懊悩編23話 頼むよ、力を貸してくれ!



リリスから闘魂を注入されたオレは、意気揚々と墓場外の空き地に向かった。


約束の17:00時より少し早めに到着したのだが、既に先客がいた。


我が師シグレさんと軍服の上に派手な原色を使った陣羽織を纏ったライオンヘアの威丈夫、おそらくシグレさんの昔馴染み「獅子髪」バクラに違いないだろう。


「来てくれたんですか、シグレさん。」


シグレさんはウムと頷き、


「相手が相手だけにな。マズいと思えば私とバクラが止める故に心配無用だ。」


ふう、隊長二人が大怪我はしないよう立ち会ってくれるなら、医療ポッド送りだけは避けられそうだ。

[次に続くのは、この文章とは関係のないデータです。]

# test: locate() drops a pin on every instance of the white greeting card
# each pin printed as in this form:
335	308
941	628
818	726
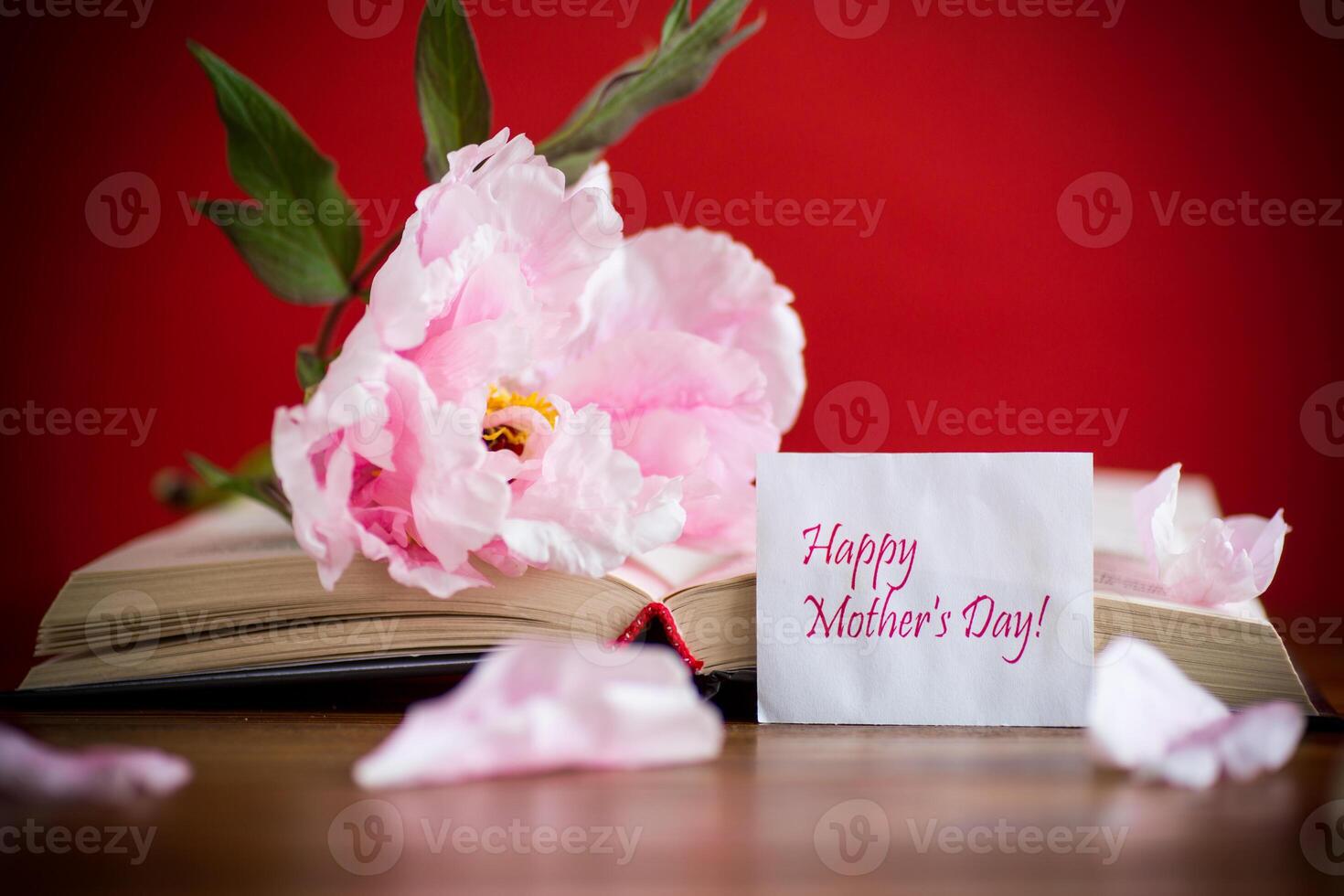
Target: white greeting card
925	589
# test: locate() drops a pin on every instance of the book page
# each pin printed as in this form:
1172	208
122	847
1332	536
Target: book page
231	532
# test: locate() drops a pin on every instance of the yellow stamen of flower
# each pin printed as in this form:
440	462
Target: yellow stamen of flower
508	437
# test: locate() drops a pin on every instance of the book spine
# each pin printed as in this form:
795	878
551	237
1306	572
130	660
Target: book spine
674	635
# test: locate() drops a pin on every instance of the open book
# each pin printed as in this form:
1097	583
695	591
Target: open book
229	592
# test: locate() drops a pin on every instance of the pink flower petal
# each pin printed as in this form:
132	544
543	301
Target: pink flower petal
700	283
33	770
542	707
374	463
588	507
1148	718
684	407
1229	561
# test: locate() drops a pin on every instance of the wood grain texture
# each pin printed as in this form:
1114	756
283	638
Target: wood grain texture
272	786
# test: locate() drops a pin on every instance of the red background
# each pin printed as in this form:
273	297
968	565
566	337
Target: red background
968	293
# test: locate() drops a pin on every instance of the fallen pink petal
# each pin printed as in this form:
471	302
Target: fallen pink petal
545	707
1148	718
1229	560
31	770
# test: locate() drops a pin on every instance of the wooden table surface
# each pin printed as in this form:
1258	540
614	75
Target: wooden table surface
798	809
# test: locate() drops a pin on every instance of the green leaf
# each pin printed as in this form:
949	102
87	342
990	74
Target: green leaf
305	242
677	69
286	257
679	16
257	483
453	97
309	367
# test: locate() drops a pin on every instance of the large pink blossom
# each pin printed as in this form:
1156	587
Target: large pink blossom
605	397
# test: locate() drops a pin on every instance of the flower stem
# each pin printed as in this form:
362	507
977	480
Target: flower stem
326	332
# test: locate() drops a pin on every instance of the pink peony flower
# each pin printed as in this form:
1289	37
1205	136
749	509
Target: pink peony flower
605	397
374	463
542	707
1230	560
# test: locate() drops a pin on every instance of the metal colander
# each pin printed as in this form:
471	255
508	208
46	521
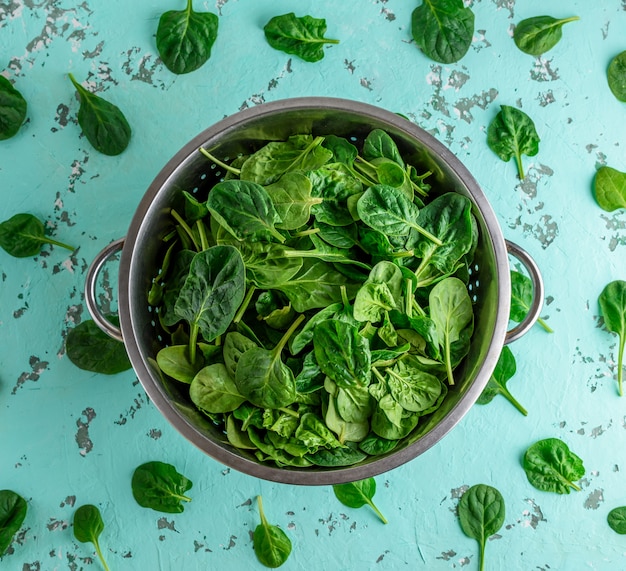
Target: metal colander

バクラさんは煙管をぷかぷか吹かしながらオレを不躾極まりない目で観察してる。


「鬼道院バクラ大尉ですね、オレは一番隊所属の………」


「天掛カナタ曹長、准尉に昇進も決定してるらしいな。出世街道爆進中でなによりだ、氷狼の甥っ子よ。」


ぷかぁと煙を輪っかにして吐き出す。器用なコトに輪っかを連続して吐き出す芸まで披露してくれた。


この人、昔、爺ちゃんに連れて行ってもらった歌舞伎の役者さんみたいな格好してるなあ。


派手派手しい装束に獅子みたいな髪、槍の代わりに薙刀持たせて髪を赤く染めればまんま歌舞伎役者だ。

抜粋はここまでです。